FDA announced reports of medication errors involving risperidone and ropinirole in which some patients who took the wrong medication needed to be hospitalized.
FDA announced reports of medication errors involving risperidone (Risperdal, Johnson & Johnson) and ropinirole (Requip, GlaxoSmithKline), noting that in some cases, patients who took the wrong medication needed to be hospitalized, according to a Medication Safety Announcement released June 13.

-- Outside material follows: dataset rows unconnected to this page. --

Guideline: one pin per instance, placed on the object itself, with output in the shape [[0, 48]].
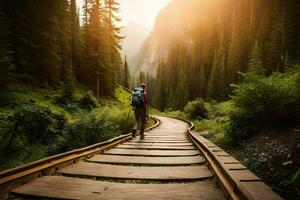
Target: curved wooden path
[[166, 165]]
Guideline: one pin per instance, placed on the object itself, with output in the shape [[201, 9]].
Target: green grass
[[115, 112], [212, 128]]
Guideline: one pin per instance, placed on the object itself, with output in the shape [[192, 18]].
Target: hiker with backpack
[[140, 102]]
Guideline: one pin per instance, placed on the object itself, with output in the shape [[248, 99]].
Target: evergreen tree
[[181, 95], [75, 41], [126, 74], [255, 63], [112, 8], [6, 66]]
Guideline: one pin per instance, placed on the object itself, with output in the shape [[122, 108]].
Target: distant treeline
[[45, 43], [202, 46]]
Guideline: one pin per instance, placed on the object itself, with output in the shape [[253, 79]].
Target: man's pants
[[140, 117]]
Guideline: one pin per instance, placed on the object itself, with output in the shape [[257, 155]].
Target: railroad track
[[173, 162]]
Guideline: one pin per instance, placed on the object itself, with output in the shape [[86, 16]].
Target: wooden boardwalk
[[172, 162], [166, 165]]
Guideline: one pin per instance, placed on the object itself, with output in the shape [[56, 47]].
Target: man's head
[[143, 85]]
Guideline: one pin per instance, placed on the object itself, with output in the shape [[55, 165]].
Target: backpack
[[137, 99]]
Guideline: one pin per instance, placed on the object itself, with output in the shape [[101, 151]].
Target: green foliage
[[181, 95], [88, 101], [86, 130], [264, 101], [196, 109], [37, 123]]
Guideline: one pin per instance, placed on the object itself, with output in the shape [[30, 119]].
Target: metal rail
[[15, 177], [235, 179]]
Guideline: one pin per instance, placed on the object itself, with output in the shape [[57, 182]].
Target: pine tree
[[114, 38], [255, 63], [126, 74], [213, 89], [6, 66], [181, 97], [75, 41]]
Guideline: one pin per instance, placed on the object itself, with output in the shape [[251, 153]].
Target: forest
[[230, 67], [200, 55], [47, 44], [60, 77]]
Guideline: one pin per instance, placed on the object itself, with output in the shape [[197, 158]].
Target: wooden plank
[[258, 190], [162, 139], [159, 141], [73, 188], [137, 152], [160, 144], [154, 147], [86, 169], [113, 159]]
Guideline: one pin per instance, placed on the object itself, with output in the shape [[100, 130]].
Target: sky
[[143, 12]]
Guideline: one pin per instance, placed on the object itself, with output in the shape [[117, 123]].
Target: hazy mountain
[[174, 23], [135, 35]]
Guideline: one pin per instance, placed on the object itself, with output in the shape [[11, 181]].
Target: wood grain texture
[[154, 147], [86, 169], [74, 188], [187, 160], [137, 152], [160, 144]]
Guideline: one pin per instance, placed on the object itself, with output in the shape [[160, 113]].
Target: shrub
[[86, 130], [196, 109], [88, 102], [262, 101], [37, 123]]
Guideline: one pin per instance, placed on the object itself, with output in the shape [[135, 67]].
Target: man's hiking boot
[[133, 133]]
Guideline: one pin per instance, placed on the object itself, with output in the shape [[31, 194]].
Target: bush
[[86, 130], [264, 101], [88, 102], [38, 124], [196, 109]]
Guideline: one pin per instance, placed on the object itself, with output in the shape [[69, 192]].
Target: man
[[140, 103]]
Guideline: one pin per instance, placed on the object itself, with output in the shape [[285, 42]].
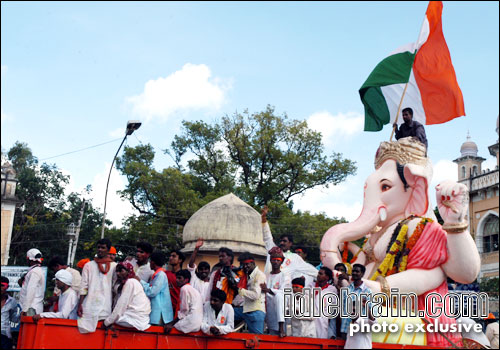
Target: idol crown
[[407, 150]]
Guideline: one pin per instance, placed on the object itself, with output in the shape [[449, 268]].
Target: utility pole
[[71, 234], [73, 253]]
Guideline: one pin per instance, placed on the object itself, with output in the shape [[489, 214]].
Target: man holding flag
[[410, 127], [420, 75]]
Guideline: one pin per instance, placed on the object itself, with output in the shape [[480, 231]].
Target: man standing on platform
[[410, 128]]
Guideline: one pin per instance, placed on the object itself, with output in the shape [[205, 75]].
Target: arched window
[[490, 234], [474, 170]]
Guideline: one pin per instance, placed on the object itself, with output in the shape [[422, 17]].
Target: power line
[[83, 149]]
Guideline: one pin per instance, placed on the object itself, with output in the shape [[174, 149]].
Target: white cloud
[[5, 117], [190, 88], [335, 127], [116, 208], [489, 163], [343, 200], [119, 132]]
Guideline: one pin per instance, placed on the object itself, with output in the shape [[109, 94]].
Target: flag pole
[[404, 91], [397, 114]]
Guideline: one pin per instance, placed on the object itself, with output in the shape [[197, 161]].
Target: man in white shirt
[[96, 289], [218, 317], [68, 298], [492, 330], [293, 264], [200, 278], [190, 315], [254, 307], [141, 261], [276, 282], [56, 264], [303, 324], [360, 339], [33, 288], [133, 307]]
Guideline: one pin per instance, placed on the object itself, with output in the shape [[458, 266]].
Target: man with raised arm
[[293, 264], [96, 289], [33, 286], [200, 278]]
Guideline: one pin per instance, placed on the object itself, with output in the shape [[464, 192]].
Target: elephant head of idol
[[396, 189]]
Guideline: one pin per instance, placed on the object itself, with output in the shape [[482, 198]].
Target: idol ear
[[419, 201]]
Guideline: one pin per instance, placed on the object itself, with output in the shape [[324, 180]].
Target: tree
[[47, 211], [263, 158], [164, 200], [260, 156]]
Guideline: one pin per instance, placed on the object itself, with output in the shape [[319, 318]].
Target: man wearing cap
[[33, 288], [9, 314], [68, 299], [254, 299], [56, 264], [81, 263], [112, 253], [276, 282], [492, 330], [293, 263], [96, 289]]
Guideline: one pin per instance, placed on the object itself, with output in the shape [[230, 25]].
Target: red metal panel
[[64, 334]]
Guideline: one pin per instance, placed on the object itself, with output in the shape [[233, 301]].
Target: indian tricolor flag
[[421, 73]]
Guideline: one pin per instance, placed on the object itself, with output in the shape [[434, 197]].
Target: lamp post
[[71, 234], [132, 125]]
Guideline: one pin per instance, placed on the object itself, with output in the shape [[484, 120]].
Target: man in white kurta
[[190, 315], [33, 288], [68, 298], [96, 289], [302, 323], [132, 308], [293, 264], [191, 310], [218, 317], [276, 282], [200, 285], [321, 288]]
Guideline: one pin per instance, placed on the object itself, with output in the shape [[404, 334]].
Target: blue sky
[[74, 73]]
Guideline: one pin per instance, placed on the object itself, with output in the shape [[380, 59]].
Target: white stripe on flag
[[412, 99]]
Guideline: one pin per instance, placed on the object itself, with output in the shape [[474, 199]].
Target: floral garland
[[345, 252], [355, 257], [388, 263], [412, 241], [401, 249]]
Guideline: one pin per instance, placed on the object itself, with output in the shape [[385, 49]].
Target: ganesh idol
[[405, 247]]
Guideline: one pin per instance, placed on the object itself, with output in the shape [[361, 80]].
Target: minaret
[[469, 163]]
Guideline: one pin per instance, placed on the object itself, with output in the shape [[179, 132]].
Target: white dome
[[469, 148], [225, 222]]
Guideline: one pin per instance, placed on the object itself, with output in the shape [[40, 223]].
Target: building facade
[[225, 222], [483, 185]]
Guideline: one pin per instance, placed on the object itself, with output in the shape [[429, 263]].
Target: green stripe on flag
[[394, 69]]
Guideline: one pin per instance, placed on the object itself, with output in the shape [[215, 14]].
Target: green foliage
[[263, 158], [46, 213], [307, 229], [260, 157]]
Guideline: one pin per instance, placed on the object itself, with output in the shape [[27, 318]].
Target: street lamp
[[132, 125], [71, 234]]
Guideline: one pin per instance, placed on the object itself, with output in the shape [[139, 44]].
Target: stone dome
[[225, 222], [469, 148]]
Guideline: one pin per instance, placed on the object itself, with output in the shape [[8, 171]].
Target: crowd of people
[[148, 290]]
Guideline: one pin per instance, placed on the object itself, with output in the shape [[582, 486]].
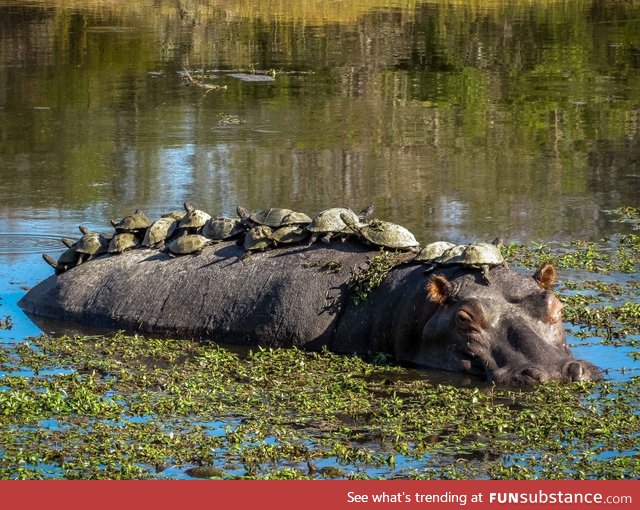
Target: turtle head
[[348, 221], [242, 212]]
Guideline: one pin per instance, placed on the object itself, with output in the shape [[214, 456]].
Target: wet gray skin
[[509, 332]]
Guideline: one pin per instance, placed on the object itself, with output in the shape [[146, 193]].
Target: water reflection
[[460, 122]]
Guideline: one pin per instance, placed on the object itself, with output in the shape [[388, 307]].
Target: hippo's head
[[509, 330]]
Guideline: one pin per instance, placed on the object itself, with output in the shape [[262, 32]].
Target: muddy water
[[460, 120]]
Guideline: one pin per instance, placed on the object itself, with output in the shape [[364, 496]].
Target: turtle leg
[[485, 274], [49, 260]]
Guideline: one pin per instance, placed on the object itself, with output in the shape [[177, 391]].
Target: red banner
[[319, 494]]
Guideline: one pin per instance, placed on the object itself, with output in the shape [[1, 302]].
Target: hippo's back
[[280, 298]]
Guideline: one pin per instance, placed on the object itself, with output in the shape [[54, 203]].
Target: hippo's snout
[[578, 370], [572, 371]]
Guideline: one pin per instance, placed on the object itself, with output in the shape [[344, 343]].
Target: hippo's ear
[[546, 276], [439, 289]]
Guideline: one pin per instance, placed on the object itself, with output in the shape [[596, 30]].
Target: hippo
[[506, 328]]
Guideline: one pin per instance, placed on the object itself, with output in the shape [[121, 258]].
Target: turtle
[[289, 234], [188, 244], [433, 251], [383, 233], [159, 231], [67, 260], [136, 222], [258, 238], [123, 241], [482, 256], [330, 222], [176, 215], [220, 229], [68, 242], [194, 219], [274, 217], [366, 213], [90, 245]]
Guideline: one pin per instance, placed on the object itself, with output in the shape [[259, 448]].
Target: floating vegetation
[[197, 79], [133, 407], [365, 280], [627, 214], [620, 254]]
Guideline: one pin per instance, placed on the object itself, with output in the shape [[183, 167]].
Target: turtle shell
[[277, 217], [185, 245], [91, 244], [159, 230], [433, 250], [219, 229], [258, 238], [176, 215], [331, 220], [289, 234], [123, 241], [135, 222], [474, 255], [194, 219], [388, 235]]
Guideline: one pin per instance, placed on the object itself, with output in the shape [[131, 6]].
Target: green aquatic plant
[[129, 407], [365, 280]]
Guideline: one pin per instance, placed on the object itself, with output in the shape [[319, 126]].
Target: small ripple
[[19, 244]]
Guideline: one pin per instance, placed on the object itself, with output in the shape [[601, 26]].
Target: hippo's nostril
[[534, 374]]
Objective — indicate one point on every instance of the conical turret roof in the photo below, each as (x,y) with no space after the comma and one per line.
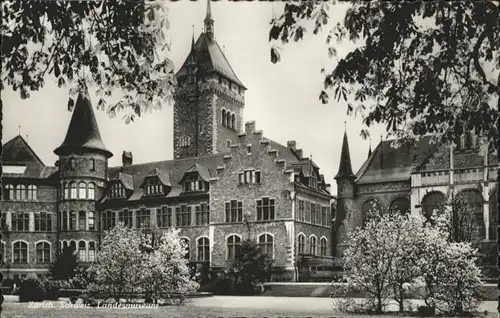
(345,167)
(83,132)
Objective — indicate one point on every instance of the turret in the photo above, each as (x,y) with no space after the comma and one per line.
(83,164)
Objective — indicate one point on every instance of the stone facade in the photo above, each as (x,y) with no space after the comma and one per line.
(234,185)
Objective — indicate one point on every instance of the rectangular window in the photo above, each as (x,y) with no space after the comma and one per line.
(125,217)
(202,214)
(43,222)
(164,217)
(301,210)
(20,222)
(249,177)
(324,220)
(234,211)
(313,213)
(265,209)
(183,215)
(108,220)
(142,219)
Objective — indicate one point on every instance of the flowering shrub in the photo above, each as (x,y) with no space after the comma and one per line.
(395,251)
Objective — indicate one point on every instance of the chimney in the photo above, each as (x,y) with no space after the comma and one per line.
(299,153)
(249,127)
(126,158)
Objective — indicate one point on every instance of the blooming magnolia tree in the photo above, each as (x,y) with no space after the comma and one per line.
(393,251)
(117,268)
(165,269)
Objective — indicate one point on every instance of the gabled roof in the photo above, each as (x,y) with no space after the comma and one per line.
(162,175)
(17,152)
(387,163)
(126,179)
(83,132)
(209,58)
(201,170)
(175,169)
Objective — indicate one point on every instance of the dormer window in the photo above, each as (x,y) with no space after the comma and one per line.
(249,177)
(153,186)
(117,191)
(192,183)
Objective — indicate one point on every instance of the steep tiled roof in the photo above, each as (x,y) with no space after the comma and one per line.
(83,132)
(387,163)
(174,168)
(210,58)
(17,152)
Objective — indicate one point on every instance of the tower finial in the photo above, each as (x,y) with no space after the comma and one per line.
(209,22)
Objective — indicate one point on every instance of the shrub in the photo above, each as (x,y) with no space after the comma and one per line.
(31,289)
(52,289)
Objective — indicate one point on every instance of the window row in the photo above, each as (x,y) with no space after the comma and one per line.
(165,217)
(249,177)
(228,119)
(21,192)
(313,242)
(73,221)
(82,190)
(313,213)
(265,210)
(20,222)
(20,252)
(265,242)
(86,251)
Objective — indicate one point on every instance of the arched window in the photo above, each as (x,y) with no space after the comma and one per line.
(20,252)
(82,190)
(82,220)
(66,190)
(91,218)
(10,192)
(400,205)
(302,243)
(185,242)
(43,253)
(32,192)
(370,207)
(73,190)
(203,249)
(475,201)
(91,254)
(322,247)
(266,244)
(223,117)
(21,192)
(233,245)
(72,221)
(82,251)
(432,201)
(312,245)
(91,191)
(493,215)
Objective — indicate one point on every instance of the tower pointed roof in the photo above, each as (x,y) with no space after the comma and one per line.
(345,167)
(83,132)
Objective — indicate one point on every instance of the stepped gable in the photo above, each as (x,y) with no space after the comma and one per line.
(17,152)
(83,133)
(175,169)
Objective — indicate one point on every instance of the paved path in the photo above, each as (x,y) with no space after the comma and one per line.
(299,304)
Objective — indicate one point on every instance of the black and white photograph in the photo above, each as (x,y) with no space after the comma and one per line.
(223,158)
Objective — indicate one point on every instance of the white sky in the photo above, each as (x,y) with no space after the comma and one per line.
(282,98)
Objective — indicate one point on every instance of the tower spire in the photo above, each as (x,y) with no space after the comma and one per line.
(209,22)
(345,167)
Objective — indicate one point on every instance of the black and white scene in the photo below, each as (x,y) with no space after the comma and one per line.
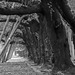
(37,37)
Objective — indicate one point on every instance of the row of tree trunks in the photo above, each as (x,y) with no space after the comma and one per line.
(20,10)
(66,12)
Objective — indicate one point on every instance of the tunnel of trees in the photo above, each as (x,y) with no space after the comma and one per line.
(51,46)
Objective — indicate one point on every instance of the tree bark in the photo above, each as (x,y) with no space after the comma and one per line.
(20,10)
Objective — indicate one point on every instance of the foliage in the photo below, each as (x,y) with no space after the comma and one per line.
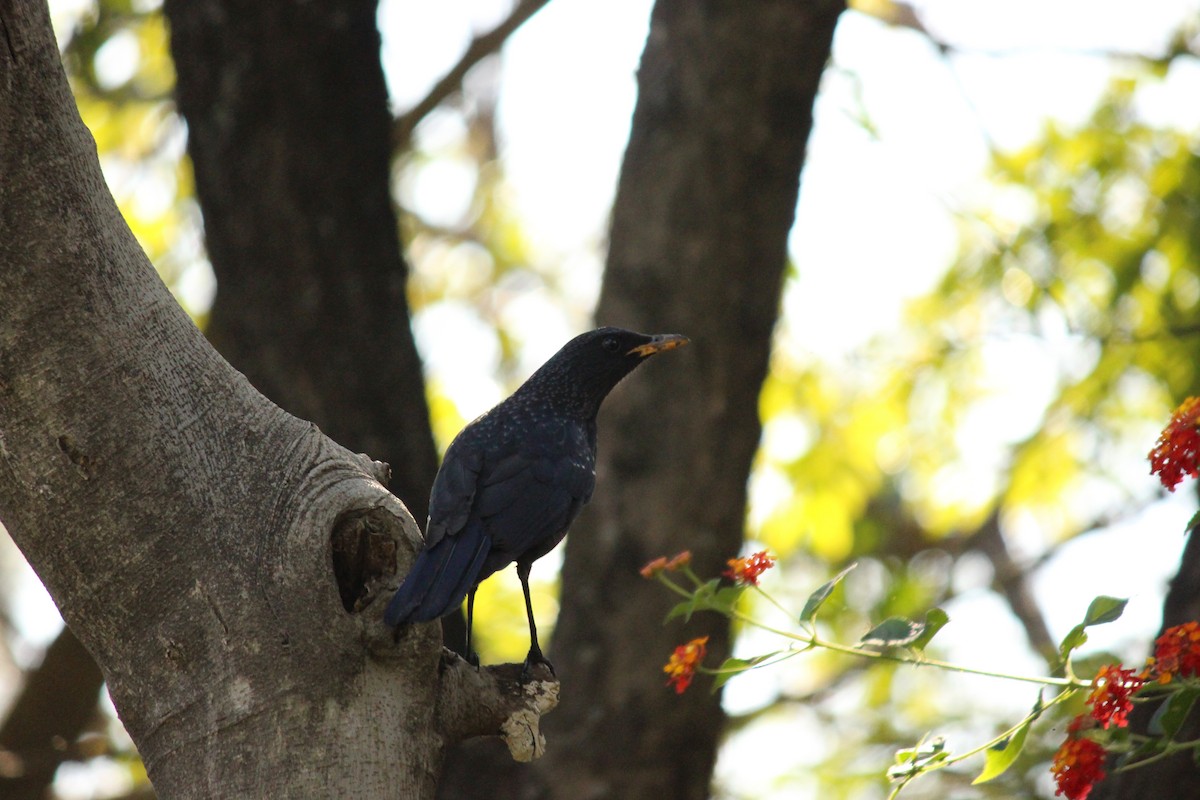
(1171,678)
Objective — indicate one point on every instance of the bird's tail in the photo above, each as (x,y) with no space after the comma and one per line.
(439,579)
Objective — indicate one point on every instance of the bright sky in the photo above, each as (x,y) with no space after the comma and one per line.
(874,212)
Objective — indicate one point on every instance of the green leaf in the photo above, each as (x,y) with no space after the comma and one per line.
(1173,713)
(1077,638)
(1104,609)
(700,600)
(726,597)
(1101,611)
(935,620)
(893,632)
(912,761)
(1002,755)
(817,597)
(735,667)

Risperidone is an antipsychotic medication used to treat mental illnesses such as schizophrenia, bipolar disorder, and irritability associated with autistic disorder. Ropinirole is a dopamine agonist for treating Parkinson’s disease and restless legs syndrome, the announcement noted.
More than 200 wrong drug medication errors obtained from FDA's Adverse Event Reporting System database and the Institute for Safe Medication Practices were evaluated. In 16 cases, patients had serious adverse events, including 5 cases in which the patients required hospitalization. The adverse events included confusion, lethargy, ataxia, hallucinations, tiredness, dizziness, tingling, numbness, and altered mental state. One patient outside the United States was given Risperdal instead of Requip for 1 month before the error was caught. One month after Requip was restarted, the patient died and it is unclear what role, if any, the error had in the death of this patient, FDA’s announcement noted.
The causes of confusion between risperidone and ropinirole may be multifactorial in nature. Contributing factors may include the similarity of the brand and generic names, similarity of container labels and carton packaging, illegible handwriting on prescriptions, and overlapping strengths, dosage forms, and dosing intervals between the 2 products.
To reduce the potential for confusion between the 2 products, the manufacturers of Requip, Risperdal, and the generic ropinirole and risperidone products have been requested to use "tall man" lettering on container labels and carton packaging to present the generic names as risperiDONE and rOPINIRole, which may improve the ability of healthcare professionals to distinguish between the 2 drug names; and to change individual labels and carton packaging to better differentiate between the generic products for risperidone and ropinirole.
FDA recommends the healthcare professionals:
Pharmacists are advised to physically separate the stocks of these 2 drugs on the shelf or wherever they are stored and to confirm the drug name with prescribers if the prescription is not legible or the drug name is not clearly stated.
Adverse events or medication errors involving ropinirole or risperidone should be reported to the FDA MedWatch program (https://www.accessdata.fda.gov/scripts/medwatch/medwatch-online.htm).
Recently, Johnson & Johnson’s Ortho-McNeil-Janssen subsidiary voluntarily recalled 60-tablet bottles of one lot of 3-mg Risperdal, lot number 0GG904, expiration May 2012, and 1 lot of generic risperidone in a 2-mg dosage, lot number OIG175, sold by Patriot Pharmaceuticals, due to consumer reports of an uncharacteristic odor thought to be caused by trace amounts of TBA (2,4,6 tribromoanisole).
TBA is a byproduct of a chemical preservative sometimes applied to wood often used in the construction of pallets on which materials are transported and stored. While not considered toxic, TBA can generate an offensive odor and a small number of patients have reported temporary gastrointestinal symptoms.
Anyone experiencing an uncharacteristic odor associated with Risperdal 3-mg tablets or risperidone 2-mg tablets should return tablets to their pharmacies, and contact their healthcare professional if they have questions.